One of the books I read in initial days of my career was titled “What got you Here, Won’t Get You There”. While the book has been written quite a few years back, the learnings from the book still hold! In his book, Marshall Goldsmith explains that at times the habits which got us at our current place would hold us back from taking ourselves to the next level.
I saw this live in action (once again) in the hackathon we hosted last weekend! Close to 1200 data scientists across the globe participated in Black Friday Data Hack. It was a 72 hours data science challenge and I am sure every participant from the competition walked away as a winner – taking away a ton of learning or earning from it!

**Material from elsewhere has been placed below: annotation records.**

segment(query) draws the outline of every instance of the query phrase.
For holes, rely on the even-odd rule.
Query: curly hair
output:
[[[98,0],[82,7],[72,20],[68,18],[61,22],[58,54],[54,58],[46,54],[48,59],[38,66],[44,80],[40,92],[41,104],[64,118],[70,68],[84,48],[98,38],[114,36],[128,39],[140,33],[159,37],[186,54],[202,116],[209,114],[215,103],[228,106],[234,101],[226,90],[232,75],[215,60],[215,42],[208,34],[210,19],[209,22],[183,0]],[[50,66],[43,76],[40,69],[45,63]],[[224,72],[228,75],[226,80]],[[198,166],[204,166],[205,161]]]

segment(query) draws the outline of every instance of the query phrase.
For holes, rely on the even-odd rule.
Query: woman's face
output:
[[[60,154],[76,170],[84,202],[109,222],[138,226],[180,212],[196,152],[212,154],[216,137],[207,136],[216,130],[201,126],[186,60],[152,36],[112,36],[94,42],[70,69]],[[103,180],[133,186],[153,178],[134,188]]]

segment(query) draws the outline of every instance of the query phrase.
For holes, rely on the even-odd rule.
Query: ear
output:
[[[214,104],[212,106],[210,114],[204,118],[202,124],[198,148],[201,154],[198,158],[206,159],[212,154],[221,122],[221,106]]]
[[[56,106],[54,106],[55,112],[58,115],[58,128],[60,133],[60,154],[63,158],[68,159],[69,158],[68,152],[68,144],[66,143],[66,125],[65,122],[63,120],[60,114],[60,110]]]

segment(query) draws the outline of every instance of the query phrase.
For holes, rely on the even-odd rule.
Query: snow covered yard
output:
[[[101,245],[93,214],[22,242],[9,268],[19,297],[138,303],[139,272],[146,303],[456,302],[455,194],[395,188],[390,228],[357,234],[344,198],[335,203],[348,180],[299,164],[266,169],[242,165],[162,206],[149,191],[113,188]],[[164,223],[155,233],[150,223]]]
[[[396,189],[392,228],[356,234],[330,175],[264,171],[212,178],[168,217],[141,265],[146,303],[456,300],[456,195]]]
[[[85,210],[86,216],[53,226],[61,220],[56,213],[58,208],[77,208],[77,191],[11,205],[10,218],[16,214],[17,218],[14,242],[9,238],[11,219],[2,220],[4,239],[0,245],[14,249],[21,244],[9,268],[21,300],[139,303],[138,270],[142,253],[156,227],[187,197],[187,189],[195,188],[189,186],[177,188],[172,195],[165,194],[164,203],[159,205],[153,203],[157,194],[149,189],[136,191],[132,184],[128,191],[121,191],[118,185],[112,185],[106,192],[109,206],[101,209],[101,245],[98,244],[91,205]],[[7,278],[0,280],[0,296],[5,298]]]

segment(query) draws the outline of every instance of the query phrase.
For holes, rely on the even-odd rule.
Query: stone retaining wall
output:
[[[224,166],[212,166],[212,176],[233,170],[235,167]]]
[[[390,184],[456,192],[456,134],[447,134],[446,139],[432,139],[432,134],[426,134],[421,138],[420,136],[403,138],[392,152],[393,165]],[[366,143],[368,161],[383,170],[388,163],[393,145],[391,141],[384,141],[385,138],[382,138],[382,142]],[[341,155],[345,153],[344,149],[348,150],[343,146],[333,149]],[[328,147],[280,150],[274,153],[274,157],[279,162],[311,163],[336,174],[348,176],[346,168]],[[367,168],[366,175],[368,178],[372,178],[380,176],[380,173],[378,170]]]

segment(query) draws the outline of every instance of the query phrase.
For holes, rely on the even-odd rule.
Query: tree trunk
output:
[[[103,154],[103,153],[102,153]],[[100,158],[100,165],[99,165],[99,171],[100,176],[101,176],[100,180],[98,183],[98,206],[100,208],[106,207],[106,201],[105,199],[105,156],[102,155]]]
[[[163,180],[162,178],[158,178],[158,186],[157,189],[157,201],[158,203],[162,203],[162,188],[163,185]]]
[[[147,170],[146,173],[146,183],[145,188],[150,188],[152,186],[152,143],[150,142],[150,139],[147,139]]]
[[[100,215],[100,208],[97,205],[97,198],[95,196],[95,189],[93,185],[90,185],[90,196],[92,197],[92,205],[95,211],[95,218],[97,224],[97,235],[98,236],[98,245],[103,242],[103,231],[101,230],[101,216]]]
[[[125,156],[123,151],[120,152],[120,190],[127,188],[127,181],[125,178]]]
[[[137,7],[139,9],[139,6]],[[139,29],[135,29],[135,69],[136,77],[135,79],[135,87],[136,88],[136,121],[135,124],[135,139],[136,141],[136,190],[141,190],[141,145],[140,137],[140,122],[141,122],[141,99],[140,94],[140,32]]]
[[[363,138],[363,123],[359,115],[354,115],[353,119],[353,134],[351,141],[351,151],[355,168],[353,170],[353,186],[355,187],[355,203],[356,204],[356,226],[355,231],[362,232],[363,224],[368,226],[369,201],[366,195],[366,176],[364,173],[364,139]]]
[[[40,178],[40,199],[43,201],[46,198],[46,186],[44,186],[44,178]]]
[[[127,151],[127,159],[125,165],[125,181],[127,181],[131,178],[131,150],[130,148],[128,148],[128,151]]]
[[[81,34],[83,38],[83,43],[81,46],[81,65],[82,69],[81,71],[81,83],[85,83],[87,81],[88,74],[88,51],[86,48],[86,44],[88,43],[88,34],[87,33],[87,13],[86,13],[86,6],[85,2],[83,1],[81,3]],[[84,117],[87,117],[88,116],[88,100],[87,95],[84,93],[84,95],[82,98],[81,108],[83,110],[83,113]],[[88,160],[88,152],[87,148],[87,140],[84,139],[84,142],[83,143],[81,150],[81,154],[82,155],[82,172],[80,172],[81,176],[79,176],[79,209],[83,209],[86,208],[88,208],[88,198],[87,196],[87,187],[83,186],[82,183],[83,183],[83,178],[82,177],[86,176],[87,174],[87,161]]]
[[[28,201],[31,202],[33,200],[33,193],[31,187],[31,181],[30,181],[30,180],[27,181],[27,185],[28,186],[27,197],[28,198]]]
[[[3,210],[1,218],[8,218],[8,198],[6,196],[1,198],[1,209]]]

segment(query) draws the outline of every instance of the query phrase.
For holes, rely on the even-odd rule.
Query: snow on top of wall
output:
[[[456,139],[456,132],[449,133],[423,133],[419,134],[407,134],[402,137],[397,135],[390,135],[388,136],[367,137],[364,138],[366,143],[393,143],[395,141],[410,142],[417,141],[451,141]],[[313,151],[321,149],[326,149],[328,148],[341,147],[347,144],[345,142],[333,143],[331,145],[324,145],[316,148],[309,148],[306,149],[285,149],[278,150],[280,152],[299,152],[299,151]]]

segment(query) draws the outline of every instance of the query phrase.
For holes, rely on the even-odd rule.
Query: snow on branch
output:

Even in such a short duration contest, all the toppers challenged themselves and took a path less traveled. And guess what, it paid off! Not only did they break away from other data scientists, but they were also able to come out with solutions which stood out from other solutions. More on this later!
Like always, we decided to experiment with ground rules in our hackathon. This time, we simplified the design (no surprises during the hackathon) and made sure that we put in extra efforts on making sure the dataset is good.
Over the coming days – multiple datasets were rejected, various problems were declared as “Not Good Enough”. Finally, we were able to get a dataset, which would have something for everyone. The beginners can perform basic exploration, while there was enough room for out of box thinking for advanced users.
With close to 1,050 registrations and 3 days to go, we launched the competition on midnight of 19th – 20th November. There was a positive feedback on the dataset with in an hour and people started taking stab at various approaches overnight.
During the 3 days, we saw close to 2,500 submissions and 162 people making attempts at the leaderboard. The race to the top and top 10 was tough! People were constantly flowing in and flowing out of the race.
The best part – there was constant learning for everyone in the process. Leaders happily shared the benchmark scripts. Newbies followed the cues and learnt the tricks of the trade.
At the end, the winners stood out for what they had done over three days (approaches in detail below). Here were the top 3 finishers:
Before I reveal their approaches, I’d want to thank these people for their immense co-operation and time. I know that they participate in these hackathons for the learning and the community and have always been helpful whenever I have asked them for any help. It’s great to connect with these people.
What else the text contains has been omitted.